2nd case. GTX 260 result is different by 2 bits from the reference (binary BD 7C AF BF):

[codebox] shared float reg[5];

if( t_id == 0 )

{

*((int *)(&reg[0])) = 0x3BF5C28F;

*((int *)(&reg[1])) = 0xC1180000;

*((int *)(&reg[2])) = 0x3F62CB81;

*((int *)(&reg[3])) = 0xBE4352C3;

}

__syncthreads();

d_trace_v[b_id*GRID_SIZE_UPDT + t_id] = reg[0] * (reg[1] * reg[2] - reg[3]);

.loc	15	1949	0

mov.s32 	%r470, 1005961871;

st.shared.s32 	[reg+0], %r470;

.loc	15	1950	0

mov.s32 	%r471, -1055391744;

st.shared.s32 	[reg+4], %r471;

.loc	15	1951	0

mov.s32 	%r472, 1063439233;

st.shared.s32 	[reg+8], %r472;

.loc	15	1952	0

mov.s32 	%r473, -1102884157;

st.shared.s32 	[reg+12], %r473;

$Lt_1_111106:

.loc	15	1955	0

bar.sync 	0;

.loc	15	1957	0

ld.shared.f32 	%f351, [reg+0];

ld.shared.f32 	%f352, [reg+12];

ld.shared.f32 	%f353, [reg+4];

ld.shared.f32 	%f354, [reg+8];

mul.f32 	%f355, %f353, %f354;

sub.f32 	%f356, %f355, %f352;

mul.f32 	%f357, %f351, %f356;

ld.param.u64 	%rd294, [__cudaparm__Z23update_kernelPiPfmS0_PjS_S0_S0_S0__d_trace_v

];

mov.s32 	%r474, %r2;

mov.s32 	%r475, %r4;

mul24.lo.u32 	%r476, %r475, 48;

add.u32 	%r477, %r474, %r476;

cvt.u64.u32 	%rd295, %r477;

mul.lo.u64 	%rd296, %rd295, 4;

add.u64 	%rd297, %rd294, %rd296;

st.global.f32 	[%rd297+0], %f357;[/codebox]

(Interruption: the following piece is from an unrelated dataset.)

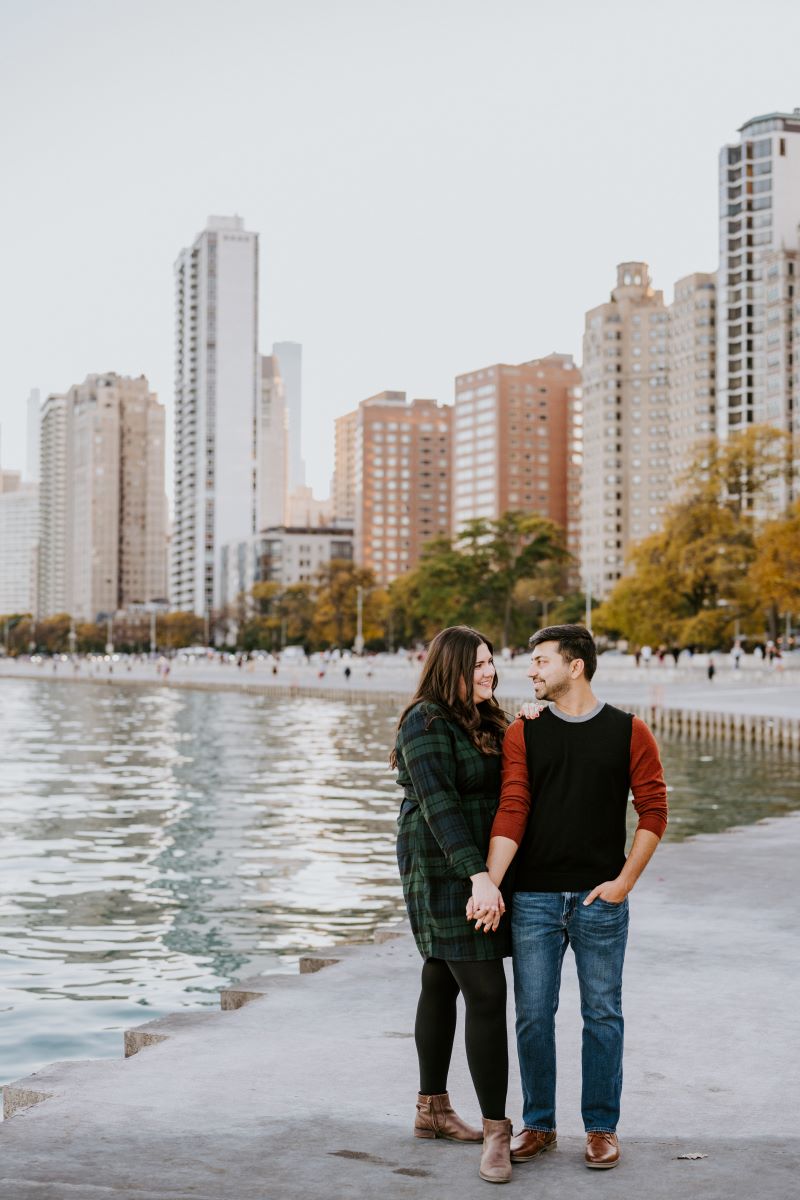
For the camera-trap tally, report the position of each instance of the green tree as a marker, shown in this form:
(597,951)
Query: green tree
(179,629)
(335,610)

This is really confusing… I am hoping some more knowledgeable person to update this thread.

Also it is possible that the way you are “casting” it - has a problem with the “values” u have used…? Check the PTX for more clarity and see if u can reproduce the behaviour with small float numbers…

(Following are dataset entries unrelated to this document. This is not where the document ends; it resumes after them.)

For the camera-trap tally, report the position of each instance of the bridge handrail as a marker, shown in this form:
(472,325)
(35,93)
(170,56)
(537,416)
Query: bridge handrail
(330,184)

As far as I understand it, there is another compilation stage between PTX code and what the GPU actually executes.

If you look up for example mul in ptx_isa_1.4.pdf (page 60, PDF page 72) you’ll find:

It seems plausible to me that the optimizer uses fma in the register case, but leaves the separate operations if operands needs to be fetched from shared memory one by one.

For now that’s only guessing, I haven’t verified that.

Obviously, this could be verified by adding an explicit rounding mode specifier (or even by a flag for nvcc to control the ptx code generation???).

Thank you. Yes, you are correct: changing mul, add, div to their versions with round to nearest even resulted in 100% match of CPU and GPU execution for the entire simulation for all variables.

This is just brilliant guys! Good thread!